The execution time and the computational speedup between the two versions of the Toeplitz reconstruction strategy on one Tesla M2070 GPU. In step 1, a reduction in execution time of 17.5 hours (63098.20 s to 55.64 s, about 1134x speedup) was obtained for the image size of 256x256x32 with 1574656 input samples per coil. Note that Step 3 takes the same amount of time across the two versions as they use the same conjugate gradient solver.

Cylinder charts in Figure 4 show the ratio of computing time spent in each of the three steps during reconstruction of the five data sets. The length of the cylinder represents the normalized total execution time. In the baseline Toeplitz strategy with the direct evaluation (Figure 4, Left), the time spent on the CG step (Step 3) is negligible (less than 0.5% for larger data sizes) compared to the combined time spent on Steps 1 and 2. Furthermore, the corresponding execution pipeline is highly unbalanced as the first two steps dominates the pipeline. With the performance contributed by gridding, the gridding-accelerated Toeplitz strategy (Figure 4, Right) becomes much more balanced. The proportional times spent on Steps 1 and 2 become closer to that spent on Step 3, making the total runtime almost evenly distributed among the pipeline. In summary, we observed consistent decreases in computation time by using gridding, with the maximum speedups of more than 1134x in Step 1 and 39x in Step 2. An interesting exception is 32x32x4, where in Step 2 we see a slowdown instead of a speedup. This is likely due to the eight time segments for the time-segmented gridding approach requiring eight sets of weighting, convolution, and FFT. The FFT’s require synchronization prior to computation, incurring some time penalty on the GPU. However, direct calculation of the Toeplitz formulation fits well with the ideal GPU problem, small amount of data per kernel and large amounts of computation without a required synchronization. The small sized problem results in a very quick direct evaluation on the GPU, with no time segmentation and only final synchronization needed. This shows that the direct evaluation Toeplitz is faster on small data sizes than the gridding-accelerated Toeplitz. It is interesting to note that for the CPU, there is less penalty in the required synchronization for the FFT and there is no capability for massively parallel calculations in the Toeplitz formulation. So this tradeoff of problem size and computation time is expected to be different for GPU than for CPU.

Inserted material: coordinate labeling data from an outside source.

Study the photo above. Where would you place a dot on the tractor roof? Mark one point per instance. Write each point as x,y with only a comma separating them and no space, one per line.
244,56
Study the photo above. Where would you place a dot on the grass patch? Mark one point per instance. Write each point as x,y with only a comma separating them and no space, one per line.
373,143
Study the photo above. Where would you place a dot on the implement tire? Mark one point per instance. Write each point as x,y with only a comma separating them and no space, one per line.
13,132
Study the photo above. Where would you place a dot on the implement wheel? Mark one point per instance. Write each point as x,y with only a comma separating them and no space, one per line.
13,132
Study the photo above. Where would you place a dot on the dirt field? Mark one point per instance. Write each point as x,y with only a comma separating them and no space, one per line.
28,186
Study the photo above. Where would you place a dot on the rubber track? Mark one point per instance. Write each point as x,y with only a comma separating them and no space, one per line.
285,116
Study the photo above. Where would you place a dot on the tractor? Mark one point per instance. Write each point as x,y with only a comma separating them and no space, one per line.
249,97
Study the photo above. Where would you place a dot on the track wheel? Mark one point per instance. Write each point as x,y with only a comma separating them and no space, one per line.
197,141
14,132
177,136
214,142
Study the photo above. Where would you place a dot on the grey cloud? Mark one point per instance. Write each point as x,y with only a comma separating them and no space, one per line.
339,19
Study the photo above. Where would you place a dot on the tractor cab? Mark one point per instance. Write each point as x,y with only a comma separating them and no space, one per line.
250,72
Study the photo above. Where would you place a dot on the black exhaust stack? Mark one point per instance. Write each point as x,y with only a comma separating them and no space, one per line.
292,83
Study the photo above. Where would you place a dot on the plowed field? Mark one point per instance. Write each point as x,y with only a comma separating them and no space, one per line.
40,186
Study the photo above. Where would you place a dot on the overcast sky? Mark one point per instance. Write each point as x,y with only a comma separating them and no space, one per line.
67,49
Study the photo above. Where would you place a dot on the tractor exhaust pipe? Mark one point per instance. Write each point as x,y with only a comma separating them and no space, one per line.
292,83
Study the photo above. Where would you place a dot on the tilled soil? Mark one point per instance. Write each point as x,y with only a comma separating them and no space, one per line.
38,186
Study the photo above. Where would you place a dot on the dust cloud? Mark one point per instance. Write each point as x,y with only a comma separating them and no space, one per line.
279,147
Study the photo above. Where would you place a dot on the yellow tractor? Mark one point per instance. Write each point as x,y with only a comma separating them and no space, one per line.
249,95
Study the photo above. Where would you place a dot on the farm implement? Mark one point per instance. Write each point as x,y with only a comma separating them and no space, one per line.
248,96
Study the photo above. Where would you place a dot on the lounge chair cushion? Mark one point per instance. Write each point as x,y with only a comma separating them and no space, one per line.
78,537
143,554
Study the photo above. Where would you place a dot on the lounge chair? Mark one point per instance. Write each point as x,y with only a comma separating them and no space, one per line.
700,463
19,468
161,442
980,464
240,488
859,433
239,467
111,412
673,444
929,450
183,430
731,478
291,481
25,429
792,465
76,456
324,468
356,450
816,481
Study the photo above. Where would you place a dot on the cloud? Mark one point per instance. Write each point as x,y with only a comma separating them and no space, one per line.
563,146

As a comparison of our computational time performance with a previously implemented gridding reconstruction, we can examine just the component FHy, which is equivalent to a time-segmented gridding reconstruction across all coils. In our results, we see that for a 256x256x32 reconstruction, the time for gridding was 89.27 s on the GPU. If we divide this number by the 32 slices, the 4 coils, and the 8 time segments, we get a value of 0.09 s per 256x256 gridding. However, this gridding time for our technique includes all of the operations of binning, coil sensitivity weighting, multiplication of phase maps for the field inhomogeneity correction, and time interpolation. As a comparison, in [11], for a 2D spiral with a matrix size of 256x256, they obtained 0.02 s for gridding with no coil sensitivities or field inhomogeneity. Additionally, in [11], they used a precomputed kernel to determine how to assign incoming data points to particular GPU kernels to handle the overlapping contributions from data. In our method, the time to compute the plan is included in the gridding operation. If gridding of fixed trajectories is desired, other gridding implementations may be more efficient where they can leverage pre-computed data structures. However, for a general gridding technique, our gridding algorithm performs at a similar rate without the need for precomputed plans.

Figure 6a and 6b shows two reconstructed brain images from a high resolution diffusion imaging scan reconstructed with the IMPATIENT reconstruction utility. It gives the reconstruction results for the gridding-accelerated Toeplitz strategy using a 240x240x32 matrix size and a full SENSE parallel imaging reconstruction with and without field inhomogeneity correction. Notice that the field inhomogeneity correction reduces the blurring induced by magnetic field inhomogeneities.

Figure 6.

Figure 6

Two pairs of reconstructed images to demonstrate the effect of the field inhomogeneity correction for 3D DWI on GPU. Left: SENSE reconstruction without field inhomogeneity correction; Right: SENSE reconstruction with field inhomogeneity correction. The blurring artifacts, which is most noticeable around the area pointed to by the arrows, have been reduced considerably with field inhomogeneity correction.

5. Conclusion

This paper describes the gridding-accelerated IMPATIENT MRI reconstruction toolkit which can achieve clinically-feasible 3D, non-Cartesian, field-inhomogeneity corrected, regularized, iterative image reconstruction from parallel acquisition arrays in MRI. We have shown that, through the use of gridding on the GPU, we are able to diminish the computational barrier associated with non-Cartesian, arbitrary trajectory MRI reconstructions and facilitate incorporation of advanced image acquisition and reconstruction techniques in the clinic. Our toolkit has demonstrated the feasibility of utilizing GPU compute power to inject computational intensive algorithms into the advanced MRI reconstruction workflow while maintaining clinically-relevant reconstruction times on the order of minutes. As a proof of concept, we demonstrated a 3D DWI application enabled by the IMPATIENT MRI package. The same application, would otherwise take too long for both clinical and research imaging practitioners, requiring up to 15 hours with a previous GPU-accelerated software platform compared to 5 minutes with the current IMPATIENT MRI software. The IMPATIENT MRI software package is available for download at our web site: http://impact.crhc.illinois.edu/mri.php.

  • GPU-accelerated software toolkit for arbitrary 3D non-Cartesian trajectories in MRI.

  • Incorporate parallel imaging, magnetic field correction, and a priori information.

  • Enables clinically-feasible image reconstruction times for advanced acquisitions.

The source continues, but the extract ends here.